Thursday, May 31, 2012

Not the blood we carry in our body but the love we carry in our hearts.

Twenty-three years ago today my brother came in my room in the morning and said "Mom is at the hospital. Dad is in surgery. They have been there all night. Things don't look great. I have to go to work and grandma is on her way here." I was 13, had been home sick with the chicken pox for about a week and was trying to process everything my brother had just said. He left and went to work and I got up and tried to figure out what to do. I paced, tried to watch tv and waited for the phone to ring or my mom to get home.

Twenty-three years ago today, I lost my dad. I miss him. Not everyday like I use to, but a lot.

For 8 years he was my dad, the most important man in my life. He sat across from me at the dinner table, making sure I ate everything on my plate, asking me about my day, talking to me, my brother and my mom. For 8 years he raised us, loved us and became my dad. During those years he showed me that family is not the blood you carry in your body but the love you carry in your heart. For 8 years he gave me that lesson, a lesson I have spent twenty-three more years living, learning and practicing.

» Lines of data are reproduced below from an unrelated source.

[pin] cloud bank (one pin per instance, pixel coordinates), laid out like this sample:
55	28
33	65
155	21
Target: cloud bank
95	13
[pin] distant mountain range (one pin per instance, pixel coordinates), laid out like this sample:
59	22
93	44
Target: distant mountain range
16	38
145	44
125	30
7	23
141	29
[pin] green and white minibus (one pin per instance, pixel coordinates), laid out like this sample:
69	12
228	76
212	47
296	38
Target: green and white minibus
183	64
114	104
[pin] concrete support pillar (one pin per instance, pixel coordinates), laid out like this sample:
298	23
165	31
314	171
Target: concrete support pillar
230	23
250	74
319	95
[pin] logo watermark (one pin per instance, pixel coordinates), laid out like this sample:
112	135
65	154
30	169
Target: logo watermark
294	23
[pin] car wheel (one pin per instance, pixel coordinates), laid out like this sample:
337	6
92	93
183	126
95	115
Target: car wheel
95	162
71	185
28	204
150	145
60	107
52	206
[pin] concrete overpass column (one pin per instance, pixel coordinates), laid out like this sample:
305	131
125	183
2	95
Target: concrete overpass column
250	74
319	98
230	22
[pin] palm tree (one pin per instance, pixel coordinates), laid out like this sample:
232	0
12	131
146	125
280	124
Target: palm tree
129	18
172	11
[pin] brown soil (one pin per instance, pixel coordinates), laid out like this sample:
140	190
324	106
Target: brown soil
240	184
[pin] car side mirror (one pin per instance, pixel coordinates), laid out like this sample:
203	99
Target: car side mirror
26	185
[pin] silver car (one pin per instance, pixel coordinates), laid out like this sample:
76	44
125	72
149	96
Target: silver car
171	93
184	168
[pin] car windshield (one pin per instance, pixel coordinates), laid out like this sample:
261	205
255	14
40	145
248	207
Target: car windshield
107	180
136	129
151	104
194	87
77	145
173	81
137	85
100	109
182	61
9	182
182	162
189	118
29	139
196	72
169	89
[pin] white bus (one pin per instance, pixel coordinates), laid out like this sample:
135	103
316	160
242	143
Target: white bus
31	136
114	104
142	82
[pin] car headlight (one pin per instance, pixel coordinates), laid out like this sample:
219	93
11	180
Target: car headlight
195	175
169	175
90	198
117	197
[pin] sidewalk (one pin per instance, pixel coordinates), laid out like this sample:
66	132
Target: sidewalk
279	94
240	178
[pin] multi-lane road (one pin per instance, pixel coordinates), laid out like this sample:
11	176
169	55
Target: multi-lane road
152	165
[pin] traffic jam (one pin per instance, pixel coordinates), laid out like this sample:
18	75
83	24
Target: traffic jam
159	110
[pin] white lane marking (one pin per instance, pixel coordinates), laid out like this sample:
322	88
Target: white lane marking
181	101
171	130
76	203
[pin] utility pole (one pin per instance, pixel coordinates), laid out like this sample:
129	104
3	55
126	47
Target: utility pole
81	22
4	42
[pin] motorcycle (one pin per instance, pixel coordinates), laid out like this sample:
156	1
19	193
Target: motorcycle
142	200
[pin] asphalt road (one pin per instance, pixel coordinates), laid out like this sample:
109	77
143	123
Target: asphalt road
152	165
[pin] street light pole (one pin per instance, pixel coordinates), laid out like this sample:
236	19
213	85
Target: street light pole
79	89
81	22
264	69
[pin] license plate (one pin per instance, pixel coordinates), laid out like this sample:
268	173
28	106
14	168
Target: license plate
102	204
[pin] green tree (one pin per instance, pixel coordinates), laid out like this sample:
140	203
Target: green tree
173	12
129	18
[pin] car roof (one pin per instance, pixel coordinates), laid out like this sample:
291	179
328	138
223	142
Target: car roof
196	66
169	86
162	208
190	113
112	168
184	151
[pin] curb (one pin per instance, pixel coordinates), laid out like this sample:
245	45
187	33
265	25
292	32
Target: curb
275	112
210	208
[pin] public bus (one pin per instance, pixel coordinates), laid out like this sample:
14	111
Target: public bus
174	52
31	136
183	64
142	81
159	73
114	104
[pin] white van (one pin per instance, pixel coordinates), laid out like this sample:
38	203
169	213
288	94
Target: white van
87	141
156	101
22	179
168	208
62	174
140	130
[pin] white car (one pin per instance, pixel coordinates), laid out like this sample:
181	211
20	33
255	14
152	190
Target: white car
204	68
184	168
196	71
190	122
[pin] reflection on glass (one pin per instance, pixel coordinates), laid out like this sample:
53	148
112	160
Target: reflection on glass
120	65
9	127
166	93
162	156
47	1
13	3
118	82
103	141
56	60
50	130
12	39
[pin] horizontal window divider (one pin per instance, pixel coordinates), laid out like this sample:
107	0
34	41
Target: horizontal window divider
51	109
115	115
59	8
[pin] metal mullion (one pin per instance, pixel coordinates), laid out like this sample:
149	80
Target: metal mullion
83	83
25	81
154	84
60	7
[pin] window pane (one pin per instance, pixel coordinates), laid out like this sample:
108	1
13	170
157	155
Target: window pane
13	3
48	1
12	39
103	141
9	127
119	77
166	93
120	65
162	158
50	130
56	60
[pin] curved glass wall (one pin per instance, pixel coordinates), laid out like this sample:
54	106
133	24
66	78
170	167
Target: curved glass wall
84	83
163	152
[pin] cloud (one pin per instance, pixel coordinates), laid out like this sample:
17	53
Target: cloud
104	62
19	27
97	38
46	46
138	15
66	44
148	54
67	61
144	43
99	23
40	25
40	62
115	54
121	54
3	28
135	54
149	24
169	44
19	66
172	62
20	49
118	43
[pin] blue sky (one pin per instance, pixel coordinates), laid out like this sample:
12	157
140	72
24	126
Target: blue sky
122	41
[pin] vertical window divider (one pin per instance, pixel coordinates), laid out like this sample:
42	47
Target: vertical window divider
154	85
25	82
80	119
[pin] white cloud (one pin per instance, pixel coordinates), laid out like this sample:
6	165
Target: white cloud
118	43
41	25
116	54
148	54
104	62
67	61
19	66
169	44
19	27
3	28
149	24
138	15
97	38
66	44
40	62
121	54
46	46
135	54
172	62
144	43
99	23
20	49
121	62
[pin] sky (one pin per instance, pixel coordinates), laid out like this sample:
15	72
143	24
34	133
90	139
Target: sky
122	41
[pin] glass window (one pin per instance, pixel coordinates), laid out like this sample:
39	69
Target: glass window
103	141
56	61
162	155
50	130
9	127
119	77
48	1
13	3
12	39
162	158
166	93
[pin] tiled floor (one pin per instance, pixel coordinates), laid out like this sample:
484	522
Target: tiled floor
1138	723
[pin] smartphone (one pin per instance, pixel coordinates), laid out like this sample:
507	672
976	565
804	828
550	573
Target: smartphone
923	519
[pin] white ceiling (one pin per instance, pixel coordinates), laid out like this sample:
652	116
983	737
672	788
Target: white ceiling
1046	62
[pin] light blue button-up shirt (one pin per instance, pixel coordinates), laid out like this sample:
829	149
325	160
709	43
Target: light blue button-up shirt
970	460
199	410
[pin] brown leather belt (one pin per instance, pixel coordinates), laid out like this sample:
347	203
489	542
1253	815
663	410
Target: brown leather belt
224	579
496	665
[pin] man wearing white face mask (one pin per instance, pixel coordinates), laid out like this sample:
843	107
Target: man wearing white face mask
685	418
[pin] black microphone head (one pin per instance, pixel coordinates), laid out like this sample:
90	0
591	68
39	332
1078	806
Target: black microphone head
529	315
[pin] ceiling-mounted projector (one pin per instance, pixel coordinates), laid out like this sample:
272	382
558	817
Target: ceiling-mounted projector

I sit today with my son, born from the love of my heart not the blood of my body wishing he could have met my dad. Wondering what my dad thinks of me....of him.....

Little man has a grandpa that loves him and that he loves. I have a wonderful step-father that demonstrates everyday that lesson my dad gave me when I was young, reinforcing that love is thicker than blood. I am forever grateful for the man that is my father today. But I still wonder what Vern Hewitt, my dad, would say to my son if he could today. The memory of him still makes me smile, laugh and get teary all at once.

I miss you dad and I hope you are proud of me.

Ahh the 80's 

We are inside a tree

Sunday, May 13, 2012

Balancing two hearts

   It is Mother's Day today and I am sitting next to a napping little boy that has given me the greatest gift, that of being his mother. He sang me a cute song this morning as he gave me the gift he made me in preschool. We went and had breakfast together and went to church. It has been a perfect day. And yet there is a sadness in my heart. Last night it brought me to tears and today it sits like a lump in my throat.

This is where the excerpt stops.